Leider hat sich das zuständige Ministerium für Ernährung und Landwirtschaft gemeinsam mit den betroffenen Verbänden, Einzelhändlern und Schlachtereien, entgegen unsere Forderungen zur politischen Diskussion, weggeduckt. Stattdessen haben alle Beteiligten auf den sogenannten vierten Weg gesetzt, der nach deutschem Tierschutzgesetz nicht zulässig ist, da eine Schmerzausschaltung nicht erreicht wird. Das haben wir nicht mitgemacht und werden wir nicht mitmachen! Deshalb standen wir vor der Entscheidung, entweder einer Verlängerung der Frist um maximal zwei Jahre zuzustimmen oder vor allem kleine und mittlere Betriebe in ihrer Existenz zu gefährden. Denn jedes Ferkel, das nicht in Deutschland geboren wird, würde dann kastriert aus europäischen Nachbarländern importiert werden, in denen die Betäubungsgesetze leider nicht strenger sind. Das bedeutet, dass Millionen von Ferkeln über Tausende von Kilometern transportiert werden. Das wollen wir nicht. Wir wollen die Standards für unsere Lebensmittelerzeugung selbst setzen. Deshalb haben wir der Verlängerung der Übergangsfrist zugestimmt und rechtssicher festgelegt, dass spätestens am 31. Dezember 2020 endgültig Schluss mit der betäubungslosen Ferkelkastration ist und Alternativen flächendeckend zur Verfügung stehen. Dabei werden wir von Verbänden wie zum Beispiel der Arbeitsgemeinschaft bäuerliche Landwirtschaft unterstützt. Diese setzt sich seit Jahren für einen Paradigmenwechsel in der Landwirtschaft ein.
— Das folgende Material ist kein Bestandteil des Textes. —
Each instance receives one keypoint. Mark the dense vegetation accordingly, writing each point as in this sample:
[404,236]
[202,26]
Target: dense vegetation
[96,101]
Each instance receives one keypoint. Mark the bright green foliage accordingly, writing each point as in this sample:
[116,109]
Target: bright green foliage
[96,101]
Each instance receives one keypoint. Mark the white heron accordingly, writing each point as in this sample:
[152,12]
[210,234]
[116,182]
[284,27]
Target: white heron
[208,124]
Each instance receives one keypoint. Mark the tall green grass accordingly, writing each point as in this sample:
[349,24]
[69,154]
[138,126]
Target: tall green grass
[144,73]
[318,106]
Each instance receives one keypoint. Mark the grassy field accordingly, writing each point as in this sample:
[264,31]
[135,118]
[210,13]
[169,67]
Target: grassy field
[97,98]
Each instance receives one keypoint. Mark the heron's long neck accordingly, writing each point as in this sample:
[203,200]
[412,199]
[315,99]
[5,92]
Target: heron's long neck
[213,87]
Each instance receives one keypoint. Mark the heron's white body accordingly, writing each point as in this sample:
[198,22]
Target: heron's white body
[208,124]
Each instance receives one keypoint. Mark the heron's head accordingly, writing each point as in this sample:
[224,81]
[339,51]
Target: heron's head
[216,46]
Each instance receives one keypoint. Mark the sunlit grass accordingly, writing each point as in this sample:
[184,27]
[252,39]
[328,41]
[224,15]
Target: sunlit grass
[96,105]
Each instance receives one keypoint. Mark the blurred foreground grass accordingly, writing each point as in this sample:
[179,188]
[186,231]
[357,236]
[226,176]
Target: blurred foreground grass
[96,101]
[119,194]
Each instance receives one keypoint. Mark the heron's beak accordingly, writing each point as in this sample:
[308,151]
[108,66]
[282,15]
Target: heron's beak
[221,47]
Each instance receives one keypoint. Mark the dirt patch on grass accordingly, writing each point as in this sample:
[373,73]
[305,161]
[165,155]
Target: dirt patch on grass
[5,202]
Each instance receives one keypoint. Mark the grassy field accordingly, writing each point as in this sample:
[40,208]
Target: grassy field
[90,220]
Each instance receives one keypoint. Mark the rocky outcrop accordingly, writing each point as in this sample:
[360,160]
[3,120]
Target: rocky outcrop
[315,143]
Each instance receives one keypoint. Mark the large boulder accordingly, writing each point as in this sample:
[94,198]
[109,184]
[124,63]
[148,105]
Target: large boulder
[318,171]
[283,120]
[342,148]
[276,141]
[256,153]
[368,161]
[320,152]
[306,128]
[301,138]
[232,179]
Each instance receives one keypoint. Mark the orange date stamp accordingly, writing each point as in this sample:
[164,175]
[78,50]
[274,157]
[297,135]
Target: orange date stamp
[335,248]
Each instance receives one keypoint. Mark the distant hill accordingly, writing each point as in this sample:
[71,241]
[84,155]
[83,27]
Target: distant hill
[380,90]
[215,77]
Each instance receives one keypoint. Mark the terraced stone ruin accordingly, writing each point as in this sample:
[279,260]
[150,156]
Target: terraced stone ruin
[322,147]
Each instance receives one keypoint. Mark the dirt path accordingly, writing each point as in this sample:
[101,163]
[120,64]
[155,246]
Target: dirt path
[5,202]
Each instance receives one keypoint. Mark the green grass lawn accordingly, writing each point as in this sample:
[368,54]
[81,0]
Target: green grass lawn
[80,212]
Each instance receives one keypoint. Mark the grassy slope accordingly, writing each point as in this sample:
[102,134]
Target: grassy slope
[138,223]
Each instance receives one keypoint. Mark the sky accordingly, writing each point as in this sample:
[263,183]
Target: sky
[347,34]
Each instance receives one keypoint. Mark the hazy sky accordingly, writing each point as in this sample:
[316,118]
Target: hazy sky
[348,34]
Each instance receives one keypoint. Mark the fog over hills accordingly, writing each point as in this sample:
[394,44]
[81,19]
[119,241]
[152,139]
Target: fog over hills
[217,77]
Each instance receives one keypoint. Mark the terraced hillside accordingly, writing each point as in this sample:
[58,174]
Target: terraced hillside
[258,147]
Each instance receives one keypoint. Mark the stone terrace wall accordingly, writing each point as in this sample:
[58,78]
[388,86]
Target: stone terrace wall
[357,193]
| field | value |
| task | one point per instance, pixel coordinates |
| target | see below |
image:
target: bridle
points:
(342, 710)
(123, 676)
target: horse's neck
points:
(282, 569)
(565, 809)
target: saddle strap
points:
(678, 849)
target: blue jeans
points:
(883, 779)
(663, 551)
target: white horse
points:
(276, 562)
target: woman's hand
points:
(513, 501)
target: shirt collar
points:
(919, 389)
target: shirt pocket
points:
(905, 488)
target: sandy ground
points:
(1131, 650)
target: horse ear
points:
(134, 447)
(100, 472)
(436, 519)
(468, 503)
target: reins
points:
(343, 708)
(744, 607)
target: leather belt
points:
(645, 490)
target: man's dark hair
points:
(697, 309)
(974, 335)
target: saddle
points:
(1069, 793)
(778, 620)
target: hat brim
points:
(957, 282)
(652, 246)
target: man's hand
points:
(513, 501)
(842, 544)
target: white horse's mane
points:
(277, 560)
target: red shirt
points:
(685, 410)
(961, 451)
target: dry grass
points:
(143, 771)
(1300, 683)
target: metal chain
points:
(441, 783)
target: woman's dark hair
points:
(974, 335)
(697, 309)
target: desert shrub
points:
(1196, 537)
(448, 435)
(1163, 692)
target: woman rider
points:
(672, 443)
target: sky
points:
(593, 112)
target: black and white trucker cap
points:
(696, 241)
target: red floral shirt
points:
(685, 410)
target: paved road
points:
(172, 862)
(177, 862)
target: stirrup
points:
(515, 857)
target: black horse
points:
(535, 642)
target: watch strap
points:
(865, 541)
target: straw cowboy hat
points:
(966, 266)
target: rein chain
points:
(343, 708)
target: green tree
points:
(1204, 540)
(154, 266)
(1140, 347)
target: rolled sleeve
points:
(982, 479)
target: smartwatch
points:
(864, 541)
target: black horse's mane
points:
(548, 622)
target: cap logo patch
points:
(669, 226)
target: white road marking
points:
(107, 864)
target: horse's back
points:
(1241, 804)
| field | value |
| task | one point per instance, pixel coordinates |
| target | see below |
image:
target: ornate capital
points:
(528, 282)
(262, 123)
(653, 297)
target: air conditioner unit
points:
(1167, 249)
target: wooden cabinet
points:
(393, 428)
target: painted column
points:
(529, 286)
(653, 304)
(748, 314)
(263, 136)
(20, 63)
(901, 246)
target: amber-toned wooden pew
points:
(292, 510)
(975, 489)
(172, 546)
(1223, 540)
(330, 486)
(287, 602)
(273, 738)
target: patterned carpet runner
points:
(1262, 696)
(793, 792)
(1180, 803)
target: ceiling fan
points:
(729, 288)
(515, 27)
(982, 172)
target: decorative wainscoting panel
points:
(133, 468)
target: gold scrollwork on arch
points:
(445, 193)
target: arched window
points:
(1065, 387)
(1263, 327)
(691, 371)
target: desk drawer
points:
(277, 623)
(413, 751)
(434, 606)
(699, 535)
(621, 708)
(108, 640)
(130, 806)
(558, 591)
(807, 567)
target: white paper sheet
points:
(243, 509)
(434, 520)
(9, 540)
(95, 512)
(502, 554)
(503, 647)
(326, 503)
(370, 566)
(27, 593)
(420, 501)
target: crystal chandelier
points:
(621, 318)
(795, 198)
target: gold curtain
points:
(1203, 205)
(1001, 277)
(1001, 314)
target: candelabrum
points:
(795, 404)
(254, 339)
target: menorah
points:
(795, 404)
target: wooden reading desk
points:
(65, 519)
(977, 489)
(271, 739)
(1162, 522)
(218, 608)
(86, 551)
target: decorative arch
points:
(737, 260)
Wir haben das Bundesministerium für Ernährung und Landwirtschaft im Gesetz dazu verpflichtet, bis zum 30. Mai 2019 die Verordnung über die Sachkunde und die Anwendung von alternativen Methoden zur Ferkelkastration vorzulegen.

Wir sorgen dafür, dass der hohe Tierschutzstandard von Neuland (Betäubung mittels Masken) zukünftig bundesweit als praxistaugliche Alternative zur Verfügung steht.
Wir werden eine Informationskampagne durchführen, damit auch andere Alternativen wie die Ebermast oder Impfung (Immunokastration) eine realistische Chance am Markt bekommen.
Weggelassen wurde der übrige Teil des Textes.